Der von der Zeitschrift "Forbes" als fünftreichster Deutscher geführte Unternehmer hatte 1967 die familieneigene Firma in Blaubeuren übernommen, die zu diesem Zeitpunkt mit 80 Mitarbeitern gerade einmal vier Millionen DM erwirtschaftete. In den Jahrzehnten danach baute er ein riesiges und schwer durchschaubares Firmenkonglomerat auf, zu dem neben dem Baustoffkonzern HeidelbergCement unter anderem der Generikahersteller Ratiopharm, der Pharmahändler Phoenix und eine Beteiligung am Pistenraupenhersteller Kässbohrer gehören. Die Merckle-Gruppe erwirtschaftete zuletzt mit rund 100.000 Mitarbeitern einen Umsatz von etwa 30 Mrd. Euro.
Lebenswerk bedroht
Der stets öffentlichkeitsscheue Unternehmer war vor einigen Wochen in die Schlagzeilen geraten, nachdem sein Sohn Ludwig bei der von ihm geleiteten Vermögensverwaltung VEM Zahlungsschwierigkeiten eingeräumt hatte. Allein durch Fehlspekulationen mit VW-Aktien war ein dreistelliger Millionenverlust entstanden. Dazu kam, dass HeidelbergCement nach dem Kauf des britischen Konkurrenten Hanson mit mehreren Milliarden Euro in der Kreide steht. Die Kreditgeber fordern frisches Kapital. Damit war Merckle zu harten Verhandlungen mit seinen Gläubigerbanken gezwungen, sein Firmenimperium drohte zusammenzubrechen.
Banker, die Merckle auch persönlich kannten, reagierten fassungslos. Man sei geschockt, hieß es. "Einfacher wird die ganze Situation dadurch sicher nicht", sagte ein Banker. Einer Sprecherin der Merckle-Vermögensverwaltung VEM zufolge hatte Merckle noch zuletzt seine Unterschrift unter einen dringend benötigten Überbrückungskredit für die Firmengruppe gesetzt. "Der Tod des Unternehmers hat keine Auswirkungen auf den weiteren Sanierungsprozess", erklärte VEM. Auch in Bankenkreisen hieß es, der Selbstmord habe keine Folgen für das Rettungspaket.

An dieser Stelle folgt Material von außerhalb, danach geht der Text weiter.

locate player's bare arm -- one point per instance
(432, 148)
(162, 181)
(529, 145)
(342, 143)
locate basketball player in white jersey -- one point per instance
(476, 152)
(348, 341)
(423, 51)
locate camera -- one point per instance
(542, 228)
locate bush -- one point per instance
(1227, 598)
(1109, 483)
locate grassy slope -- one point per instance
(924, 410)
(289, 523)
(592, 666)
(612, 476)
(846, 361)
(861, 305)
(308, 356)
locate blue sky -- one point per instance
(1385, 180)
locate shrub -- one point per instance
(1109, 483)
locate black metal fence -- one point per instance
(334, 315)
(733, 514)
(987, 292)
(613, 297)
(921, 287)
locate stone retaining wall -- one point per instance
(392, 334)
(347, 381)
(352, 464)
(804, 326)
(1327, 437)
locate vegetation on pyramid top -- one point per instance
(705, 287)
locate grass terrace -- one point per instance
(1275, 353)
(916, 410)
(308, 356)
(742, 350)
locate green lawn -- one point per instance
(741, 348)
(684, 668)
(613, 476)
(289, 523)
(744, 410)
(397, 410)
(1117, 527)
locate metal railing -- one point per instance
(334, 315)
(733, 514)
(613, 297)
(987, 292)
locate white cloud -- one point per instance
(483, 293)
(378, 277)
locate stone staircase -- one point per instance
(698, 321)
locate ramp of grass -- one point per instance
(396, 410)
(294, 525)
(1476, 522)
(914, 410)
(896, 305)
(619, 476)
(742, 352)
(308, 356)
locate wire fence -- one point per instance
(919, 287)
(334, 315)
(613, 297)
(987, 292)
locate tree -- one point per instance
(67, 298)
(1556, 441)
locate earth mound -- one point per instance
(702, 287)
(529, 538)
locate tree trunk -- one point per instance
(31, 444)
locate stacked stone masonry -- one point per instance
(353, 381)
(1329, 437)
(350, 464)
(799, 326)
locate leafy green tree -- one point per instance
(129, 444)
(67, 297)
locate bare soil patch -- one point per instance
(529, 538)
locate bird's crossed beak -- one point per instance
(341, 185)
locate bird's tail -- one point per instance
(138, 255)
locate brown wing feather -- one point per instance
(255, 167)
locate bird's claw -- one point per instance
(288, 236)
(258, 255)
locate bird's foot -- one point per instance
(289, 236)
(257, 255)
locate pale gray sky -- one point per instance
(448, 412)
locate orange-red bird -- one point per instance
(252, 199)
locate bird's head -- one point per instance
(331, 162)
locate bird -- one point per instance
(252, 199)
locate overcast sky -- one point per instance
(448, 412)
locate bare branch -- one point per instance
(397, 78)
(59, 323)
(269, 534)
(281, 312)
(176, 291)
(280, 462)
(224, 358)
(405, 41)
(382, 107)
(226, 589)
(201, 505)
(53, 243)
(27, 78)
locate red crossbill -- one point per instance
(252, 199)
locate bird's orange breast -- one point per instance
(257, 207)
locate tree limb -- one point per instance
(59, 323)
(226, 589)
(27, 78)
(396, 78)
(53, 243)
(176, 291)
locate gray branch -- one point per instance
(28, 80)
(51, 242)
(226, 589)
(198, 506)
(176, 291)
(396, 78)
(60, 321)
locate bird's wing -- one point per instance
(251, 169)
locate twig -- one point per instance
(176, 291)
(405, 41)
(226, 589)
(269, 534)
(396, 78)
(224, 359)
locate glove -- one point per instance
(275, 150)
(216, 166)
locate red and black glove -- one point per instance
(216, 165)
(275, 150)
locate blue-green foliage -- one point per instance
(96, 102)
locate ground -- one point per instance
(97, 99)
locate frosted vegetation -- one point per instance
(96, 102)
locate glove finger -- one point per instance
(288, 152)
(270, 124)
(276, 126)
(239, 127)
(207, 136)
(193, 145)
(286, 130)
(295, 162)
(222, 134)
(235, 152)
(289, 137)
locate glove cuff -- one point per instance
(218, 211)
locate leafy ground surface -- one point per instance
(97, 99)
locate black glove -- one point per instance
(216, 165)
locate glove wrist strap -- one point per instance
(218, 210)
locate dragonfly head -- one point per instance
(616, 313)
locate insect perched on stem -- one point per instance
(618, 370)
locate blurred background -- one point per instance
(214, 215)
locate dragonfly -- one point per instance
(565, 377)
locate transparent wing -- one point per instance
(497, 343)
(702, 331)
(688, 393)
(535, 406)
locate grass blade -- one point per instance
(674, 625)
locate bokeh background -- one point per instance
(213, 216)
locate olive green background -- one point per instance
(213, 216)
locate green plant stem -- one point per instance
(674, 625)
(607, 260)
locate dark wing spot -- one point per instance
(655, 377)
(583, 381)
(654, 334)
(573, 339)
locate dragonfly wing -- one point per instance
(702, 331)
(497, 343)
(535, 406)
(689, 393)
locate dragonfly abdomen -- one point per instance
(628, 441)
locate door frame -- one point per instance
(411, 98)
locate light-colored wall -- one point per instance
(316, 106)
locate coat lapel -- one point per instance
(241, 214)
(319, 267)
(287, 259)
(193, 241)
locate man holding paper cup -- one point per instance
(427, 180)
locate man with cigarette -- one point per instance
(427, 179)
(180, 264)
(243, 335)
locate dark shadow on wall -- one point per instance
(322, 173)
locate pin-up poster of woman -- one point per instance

Merckle hatte sich in den vergangenen Wochen nach zähen Gesprächen mit den Banken im Grundsatz geeinigt. Er benötigte laut Finanzkreisen kurzfristig rund 400 Millionen Euro, die die Banken mittels Überbrückungskredit bereitstellen wollen. Hier sei man auch auf Bankenseite kurz vor der Einigung, hieß es in den Kreisen. Mittelfristig ist der Finanzbedarf aber höher - daher stehen in den nächsten Monaten weitere Verhandlungen über eine umfassende Umschuldung der Gruppe an.